When magazines study the monsters who make monstrous news, misunderstandings are always possible. When Time magazine made Hitler its “Man of the Year” in 1938, and Stalin in 1939 and 1942, and Ayatollah Khomeini in 1979, the magazine was recognizing those that had made that year’s most important news.
But yes, people said, isn’t serving them up on your cover asking your readers to swallow their poison?
To which all journalists know the answer: No. It’s providing crucial information about those responsible for our world, especially the horrors that sons and daughters die for and are maimed for.
Here, with savage eloquence, is what Frank Rich has to say in a current New York Magazine blog about the whole “controversy”:
“Even by the standards of phony post 9/11 outrages, this one is idiotic. And if you don’t believe me that idiots are involved, do note that one blog that has made a cause of vilifying the Rolling Stone cover, Michelle Malkin’s ‘Twitchy,’ cites as allies three members of the ’80s boys band New Kids On the Block, Justin Bieber’s bodyguard and James Van Der Beek, an actor who has otherwise been near-invisible since ‘Dawson’s Creek’ was canceled a decade ago. (Can Charlie Sheen be far behind?) What are these idiots thinking? That because Tsarnaev looked like a cute dude and a ‘celebrity’ (which he is, by the way, as is George Zimmerman), impressionable American kids will enlist with Al Qaida? That publishing an article about the psyche of a mass murderer somehow dishonors those he murdered? The whole point of the piece is that Tsarnaev didn’t look or act like a terrorist in an FBI mug shot but was a ‘golden person’ to those who knew him – ‘seamless like a billiard ball’ in the words of his high school wrestling coach in Cambridge.

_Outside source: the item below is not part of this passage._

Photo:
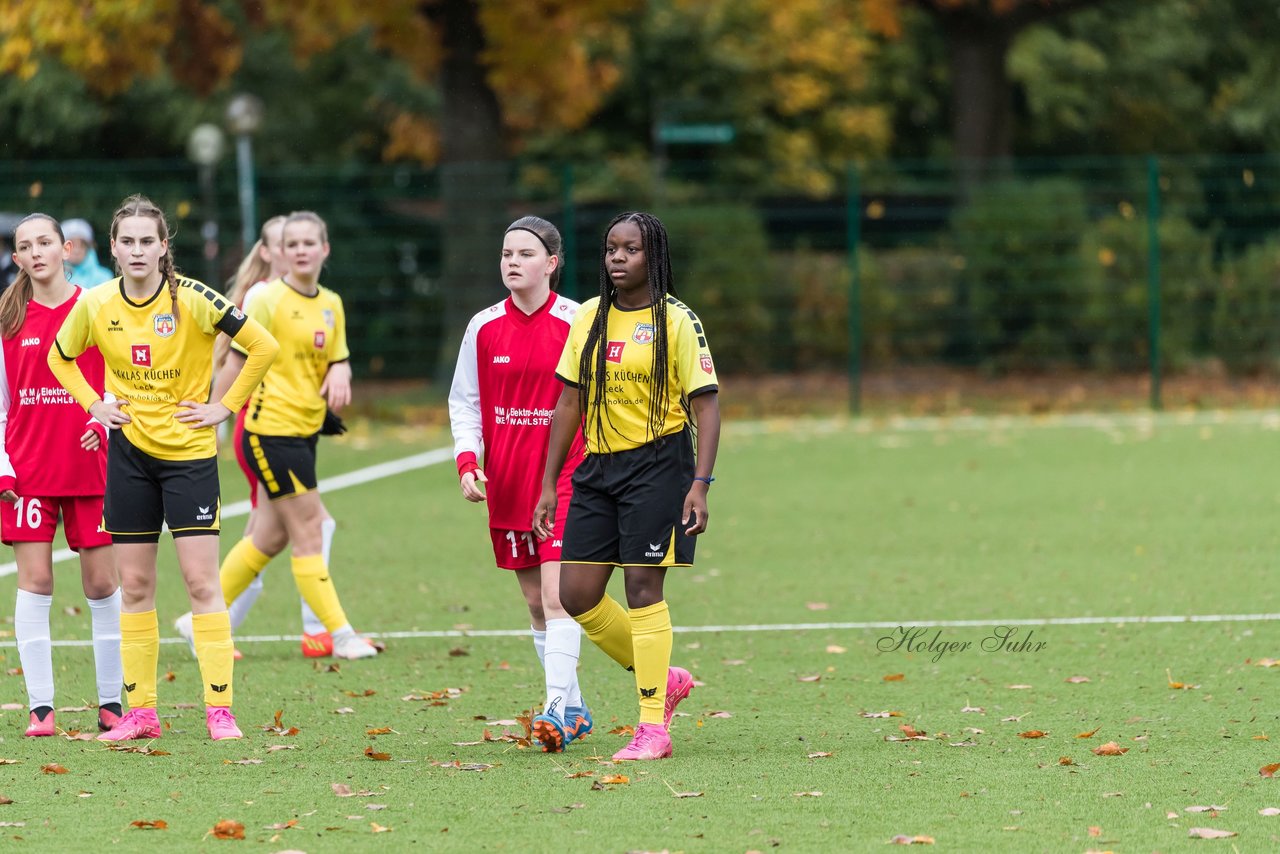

That’s how he got away with it even in our overweening surveillance state. How he fooled everyone is one thing of value we might learn if anything remotely positive is to come out of his and his brother’s horrific crime. No piece of journalism has shed more light on that question to date than this article by Janet Reitman, who was also the fearless author of the first major book to crack open Scientology … The more readers who are tempted to dig into this exemplary exercise in long form journalism (11,000 words) by the Rolling Stone cover, the better. Those pandering politicians and merchants who are encouraging readers to shun the magazine or barring it altogether … are, as they used to say in the Bush era, on the side of the terrorists.”
What I fear is more horrible than that: that America no longer wants the “light” of truth, journalistic or otherwise, that it prefers the Internet’s indiscriminate embrace of whatever rhetoric comforts and soothes people happy to stay in the dark. That all America now understands are “media” people who want to make money and be famous.
It’s the apocalyptic question of our time and never, I think, crystallized more clearly than in the ghastly self-righteous crusade against a magazine that wanted only to understand the horrors of our world a little better and to make sure their readers knew they were doing it: Does the “light” of truth stand a chance in the hideous cynicism and the propaganda “lighting” of modern entertainment media?
Maybe I wasn’t sufficiently frightened by the Age of Information before. Well I am now, after a simple Rolling Stone cover story revealed exactly how little interest so many friends and neighbors actually have in understanding the world we all live in.
Let’s by all means turn off the lights. It’s so soothing in the dark when you don’t have to look at anything.